Belakangan ini, saya sering tertarik mengamati tingkah laku kaum Atheis. Hal itu bukan berarti saya mau jadi ‘kafir’ tetapi saya ingin mengamati lebih dekat kaum yang katanya tidak mengakui Tuhan itu. Di Indonesia, setiap warga negara harus mengakui adanya Tuhan apa pun agamanya sehingga kaum Atheis tidak mendapatkan peluang untuk berkembang di negeri ini. Sebaliknya, di Amerika, negara yang sebenarnya didominasi oleh umat Kristiani, kaum Atheis kian banyak jumlahnya dan menjadi sebuah tren tersendiri. Maklum, status sebagai negara sekuler memberikan ruang gerak warga di sana untuk menentukan jalan hidupnya sendiri, termasuk memilih keyakinan tanpa Tuhan.
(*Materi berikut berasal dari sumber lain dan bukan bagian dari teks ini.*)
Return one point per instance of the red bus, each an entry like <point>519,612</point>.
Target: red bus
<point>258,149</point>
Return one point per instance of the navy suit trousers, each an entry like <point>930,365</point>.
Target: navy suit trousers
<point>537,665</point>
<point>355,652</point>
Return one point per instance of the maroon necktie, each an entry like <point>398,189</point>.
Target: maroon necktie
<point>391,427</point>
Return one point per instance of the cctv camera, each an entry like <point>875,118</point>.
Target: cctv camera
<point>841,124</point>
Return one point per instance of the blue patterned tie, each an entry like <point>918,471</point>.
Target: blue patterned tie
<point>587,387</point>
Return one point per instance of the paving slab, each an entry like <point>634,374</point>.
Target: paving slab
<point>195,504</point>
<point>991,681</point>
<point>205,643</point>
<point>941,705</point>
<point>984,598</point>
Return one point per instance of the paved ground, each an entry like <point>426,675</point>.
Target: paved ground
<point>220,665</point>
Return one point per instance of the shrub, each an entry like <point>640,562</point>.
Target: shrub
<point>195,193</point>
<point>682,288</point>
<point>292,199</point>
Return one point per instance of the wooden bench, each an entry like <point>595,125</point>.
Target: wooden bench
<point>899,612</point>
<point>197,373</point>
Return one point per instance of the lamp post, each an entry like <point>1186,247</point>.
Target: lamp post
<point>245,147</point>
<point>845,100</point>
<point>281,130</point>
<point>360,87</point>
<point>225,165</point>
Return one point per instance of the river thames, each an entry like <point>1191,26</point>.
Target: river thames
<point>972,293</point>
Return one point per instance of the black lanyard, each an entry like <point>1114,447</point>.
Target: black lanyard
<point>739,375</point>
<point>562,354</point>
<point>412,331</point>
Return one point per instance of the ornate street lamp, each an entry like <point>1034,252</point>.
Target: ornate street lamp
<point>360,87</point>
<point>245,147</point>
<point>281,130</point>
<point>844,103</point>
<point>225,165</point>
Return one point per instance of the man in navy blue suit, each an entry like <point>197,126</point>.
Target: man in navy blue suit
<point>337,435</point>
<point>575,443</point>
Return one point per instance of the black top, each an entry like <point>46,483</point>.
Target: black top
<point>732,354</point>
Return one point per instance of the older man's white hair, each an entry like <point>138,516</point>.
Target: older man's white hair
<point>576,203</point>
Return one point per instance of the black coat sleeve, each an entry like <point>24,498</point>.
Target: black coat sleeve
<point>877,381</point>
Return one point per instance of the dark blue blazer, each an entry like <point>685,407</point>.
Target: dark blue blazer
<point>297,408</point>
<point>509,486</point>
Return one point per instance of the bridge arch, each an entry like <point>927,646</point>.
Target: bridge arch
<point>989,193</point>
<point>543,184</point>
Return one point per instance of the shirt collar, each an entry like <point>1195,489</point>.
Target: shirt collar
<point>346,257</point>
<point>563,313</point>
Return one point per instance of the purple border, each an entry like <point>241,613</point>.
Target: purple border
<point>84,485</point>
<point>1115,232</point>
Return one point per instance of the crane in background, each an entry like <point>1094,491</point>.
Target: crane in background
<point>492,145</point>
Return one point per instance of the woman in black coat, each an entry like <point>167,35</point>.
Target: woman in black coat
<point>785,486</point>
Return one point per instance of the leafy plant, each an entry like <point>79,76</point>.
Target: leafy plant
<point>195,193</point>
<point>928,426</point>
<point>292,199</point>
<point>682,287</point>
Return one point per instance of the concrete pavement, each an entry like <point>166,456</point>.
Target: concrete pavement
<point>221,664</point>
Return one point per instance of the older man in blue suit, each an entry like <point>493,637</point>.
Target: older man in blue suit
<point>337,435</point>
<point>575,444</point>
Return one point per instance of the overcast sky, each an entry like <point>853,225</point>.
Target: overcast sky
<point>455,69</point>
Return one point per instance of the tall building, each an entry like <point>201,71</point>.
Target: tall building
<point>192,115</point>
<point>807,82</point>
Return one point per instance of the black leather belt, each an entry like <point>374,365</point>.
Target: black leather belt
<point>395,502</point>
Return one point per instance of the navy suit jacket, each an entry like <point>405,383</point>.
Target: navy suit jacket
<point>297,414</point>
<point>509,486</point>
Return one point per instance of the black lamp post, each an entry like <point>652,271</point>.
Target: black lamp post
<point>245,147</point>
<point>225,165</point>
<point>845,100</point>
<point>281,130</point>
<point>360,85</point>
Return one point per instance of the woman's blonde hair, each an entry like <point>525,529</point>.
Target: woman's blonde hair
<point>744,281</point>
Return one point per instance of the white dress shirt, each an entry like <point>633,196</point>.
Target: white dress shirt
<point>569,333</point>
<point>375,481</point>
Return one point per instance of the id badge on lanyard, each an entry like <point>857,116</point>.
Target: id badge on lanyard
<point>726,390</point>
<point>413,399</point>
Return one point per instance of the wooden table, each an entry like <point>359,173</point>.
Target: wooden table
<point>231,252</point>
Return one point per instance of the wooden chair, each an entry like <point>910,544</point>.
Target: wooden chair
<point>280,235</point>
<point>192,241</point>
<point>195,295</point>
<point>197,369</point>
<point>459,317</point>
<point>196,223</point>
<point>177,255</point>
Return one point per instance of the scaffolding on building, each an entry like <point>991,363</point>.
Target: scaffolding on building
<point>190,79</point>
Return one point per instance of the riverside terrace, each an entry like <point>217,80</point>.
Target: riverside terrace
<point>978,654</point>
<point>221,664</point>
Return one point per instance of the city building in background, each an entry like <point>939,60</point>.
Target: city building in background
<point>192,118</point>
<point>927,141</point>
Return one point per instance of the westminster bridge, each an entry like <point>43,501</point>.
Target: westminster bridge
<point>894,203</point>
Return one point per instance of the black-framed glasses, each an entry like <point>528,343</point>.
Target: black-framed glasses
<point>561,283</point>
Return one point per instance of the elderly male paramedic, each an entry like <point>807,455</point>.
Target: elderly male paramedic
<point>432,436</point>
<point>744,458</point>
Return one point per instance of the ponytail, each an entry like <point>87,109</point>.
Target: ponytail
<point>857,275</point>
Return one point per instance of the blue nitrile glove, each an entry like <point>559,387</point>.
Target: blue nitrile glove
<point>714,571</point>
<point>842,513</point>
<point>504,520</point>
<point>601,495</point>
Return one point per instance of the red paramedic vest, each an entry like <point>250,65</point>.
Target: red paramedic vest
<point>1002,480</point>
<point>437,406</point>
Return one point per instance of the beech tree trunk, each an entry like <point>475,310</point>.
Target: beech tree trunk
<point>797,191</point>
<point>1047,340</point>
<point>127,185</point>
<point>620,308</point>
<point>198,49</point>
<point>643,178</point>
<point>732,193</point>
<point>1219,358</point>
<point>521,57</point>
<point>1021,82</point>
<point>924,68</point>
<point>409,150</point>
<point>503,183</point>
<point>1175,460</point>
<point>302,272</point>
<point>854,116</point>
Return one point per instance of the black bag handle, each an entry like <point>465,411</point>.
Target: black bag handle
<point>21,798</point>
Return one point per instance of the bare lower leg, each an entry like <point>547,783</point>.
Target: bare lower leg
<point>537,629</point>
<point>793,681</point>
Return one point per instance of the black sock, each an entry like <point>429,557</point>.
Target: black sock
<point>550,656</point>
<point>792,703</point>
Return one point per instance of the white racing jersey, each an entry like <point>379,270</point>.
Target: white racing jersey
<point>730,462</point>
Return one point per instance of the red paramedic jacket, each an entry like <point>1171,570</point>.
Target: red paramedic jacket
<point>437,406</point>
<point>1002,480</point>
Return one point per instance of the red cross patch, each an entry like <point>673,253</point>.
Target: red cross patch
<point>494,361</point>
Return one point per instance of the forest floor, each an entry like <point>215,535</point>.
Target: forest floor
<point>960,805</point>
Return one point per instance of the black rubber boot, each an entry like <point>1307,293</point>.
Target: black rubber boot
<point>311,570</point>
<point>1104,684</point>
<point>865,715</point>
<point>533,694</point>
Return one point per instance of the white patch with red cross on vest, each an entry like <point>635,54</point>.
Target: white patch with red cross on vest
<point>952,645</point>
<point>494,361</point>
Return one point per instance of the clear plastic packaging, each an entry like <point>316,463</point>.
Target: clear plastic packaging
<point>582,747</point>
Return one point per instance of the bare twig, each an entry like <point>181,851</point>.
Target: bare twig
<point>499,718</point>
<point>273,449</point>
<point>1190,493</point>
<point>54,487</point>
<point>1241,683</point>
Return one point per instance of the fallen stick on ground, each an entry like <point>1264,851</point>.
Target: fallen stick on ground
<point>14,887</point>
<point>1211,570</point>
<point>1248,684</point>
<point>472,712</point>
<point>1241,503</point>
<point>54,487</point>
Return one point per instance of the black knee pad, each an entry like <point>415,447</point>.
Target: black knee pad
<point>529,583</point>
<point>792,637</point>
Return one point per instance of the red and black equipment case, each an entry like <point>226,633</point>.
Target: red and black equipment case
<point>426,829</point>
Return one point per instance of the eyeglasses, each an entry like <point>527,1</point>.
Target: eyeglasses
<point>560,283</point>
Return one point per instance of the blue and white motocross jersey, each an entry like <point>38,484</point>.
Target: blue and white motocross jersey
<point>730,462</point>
Kaum Atheis memiliki posisi yang sederajat dengan kaum Theis sehingga mereka pun bisa melayangkan protes ketika melihat sesuatu yang bertentangan dengan dasar ajarannya. Saya masih ingat di penghujung tahun lalu, mereka mengadu ke pemerintah karena banyaknya baliho di jalan raya yang mengusung tema Natal. Menurut mereka, hal itu telah menyinggung perasaan kaum Atheis yang tak merayakannya. Peristiwa ini tentunya tidak akan mungkin terjadi di tanah air tercinta Nusantara. Betul, bukan?
Hari ini saya menjumpai sebuah artikel menarik di situs warta cnn.com. Di sana ada tulisan yang menyajikan fakta unik bahwa Tuhan seringkali menjadi sasaran hujatan dan cacian manusia yang kecewa dalam hidupnya, tak terkecuali kaum Atheis. Awal tulisan itu menjelaskan bahwa kita sering tidak setuju dengan perilaku orang-orang di sekitar kita, seperti kolega, atasan, atau pasangan hidup. Cara yang biasa kita tempuh adalah duduk bersama untuk mencari solusi. Tetapi, hal itu tidak berlaku bila kita kecewa dengan kehidupan. Sakit yang berkepanjangan atau kecelakaan lalu lintas membuat seseorang menyalahkan zat yang dianggap sebagai penyebab ketidaknyamanan itu, apapun namanya. Bagi umat yang beragama, Tuhan adalah pengatur segala kehidupan sehingga umpatan pun langsung tertuju pada-Nya ketika mereka kecewa. Anehnya, kaum Atheis yang tak punya iman terhadap Tuhan ternyata melakukan hal yang sama di saat tak berdaya. Saya pun jadi bertanya-tanya dalam hati, apa alasan kaum Atheis yang anti-Tuhan itu menyebut “Tuhan” sebagai pelaku “kejahatan” itu?
Sebagaimana pernah saya tulis pada postingan terdahulu, saya meyakini bahwa dalam diri manusia terdapat satu fitrah pengenalan terhadap Tuhan. Dalam berbagai penelitian tentang otak manusia, ternyata ditemukan sebuah titik yang sering disebut sebagai God Spot di bagian otak depan. Titik ini akan berdenyut ketika seseorang berkontemplasi tentang Tuhan. Semakin sering seseorang mendekatkan diri kepada Tuhan, semakin intens pula getaran yang terjadi pada titik itu yang berujung pada ketenangan jiwa. Oleh karenanya, ketika seseorang menyangkal adanya Tuhan, secara otomatis, God Spot itu akan terlantar. Tatkala berada dalam posisi sulit, sang kafir itu akan mencari sesuatu yang bisa meredam kegelisahannya. Di saat tak ada seorang pun berada di sekitarnya, satu-satunya cara melepas ketegangan syarafnya itu adalah dengan mengumpat nasibnya dan menyalahkan sesuatu yang dianggap sebagai penyebab nasib buruknya. Dalam situasi inilah, konsep “supreme being” tiba-tiba menyeruak di dalam pikirannya. Alhasil, kekuatan supranatural alias Tuhan yang tak bisa dikontrolnya pun jadi ajang cacian.
Dari kisah di atas, saya berani menyimpulkan bahwa kaum Atheis hanya akan bisa bertahan di dalam kekafirannya apabila mereka berada dalam situasi yang serba normal dan sempurna. Ekonomi yang mapan serta kesehatan yang prima dapat mendukung keyakinannya bahwa bumi beserta isinya terjadi dengan sendirinya tanpa perlu adanya sang Pencipta. Tetapi, bila ia kehilangan kenyamanan hidup, ia mau tidak mau akan takluk pada fitrahnya yang harus mengkonstruksi sesuatu zat di luar dirinya yang ‘terpaksa’ dianggap lebih kuasa menentukan jalan hidupnya. Oleh sebab itu, apabila ia tak tahan menanggung derita hidup yang tak bisa dihindari, ia akan mengumpat kepada “Tuhan”nya orang -orang Theis. Aneh bin ajaib bukan?